The third image, is again a macro, but this time of the plant Astilbe – at this stage in its growth only about 5 to 6 cms high; I was trying to capture a woodland effect in miniature.  The vertical elements are the red plant stems.

astilbe

The last image is the strongly vertical structure of a disused industrial building’s lift shaft.   Not as pretty as the third image but nonetheless displaying the vertical elements very strongly.

_DSC3410The use of vertical lines as elements of design and to help frame the image is very frequent, particularly in archictectural or urban photography and landscape photography where forests are the subject.  The images by Albert Renger-Patzsch of industrial forms and smokestacks from 1927 and the alley in Thomas Annan’s ‘Close, No 61 Saltmarket’ demonstrate the use of verticals.  In the case of Annan’s image the vertical element is heghtened as one is drawn through the image to the dark entrance at the end of the alley.

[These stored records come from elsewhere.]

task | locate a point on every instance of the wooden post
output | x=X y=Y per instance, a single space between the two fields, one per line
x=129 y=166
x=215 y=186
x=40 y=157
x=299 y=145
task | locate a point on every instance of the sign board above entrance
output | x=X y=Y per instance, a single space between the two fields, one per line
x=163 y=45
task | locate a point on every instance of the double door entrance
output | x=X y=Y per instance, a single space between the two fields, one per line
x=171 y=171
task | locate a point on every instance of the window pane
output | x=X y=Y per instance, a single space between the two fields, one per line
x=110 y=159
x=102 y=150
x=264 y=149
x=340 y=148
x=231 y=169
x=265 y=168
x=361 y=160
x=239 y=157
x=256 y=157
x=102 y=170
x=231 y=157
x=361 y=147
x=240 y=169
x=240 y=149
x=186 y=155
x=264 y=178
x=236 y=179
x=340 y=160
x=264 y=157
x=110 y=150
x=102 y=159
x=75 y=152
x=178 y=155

A critical feature of horizontal and vertical lines is the relationship they have to the edge of the frame.  The eye will very quickly detect if there is misalignment and the lines are not perfectly horizontal or vertical.  Interestingly Paul Strand used misalignment deliberately in some of his images of buildings.  The ‘Church on the Hill, Vermont’ from 1946 is a good example of this.  While the image is framed by exactly by two trees the verticals of the church are misaligned with the frame edge.

Bearing in mind the feedback and reflection from Assignment One the images by Renger-Patzsch and Saltman, while meeting the technical requirements of the use of vertical lines leave me cold.  In contrast, Strand’s image evokes a slightly warmer response.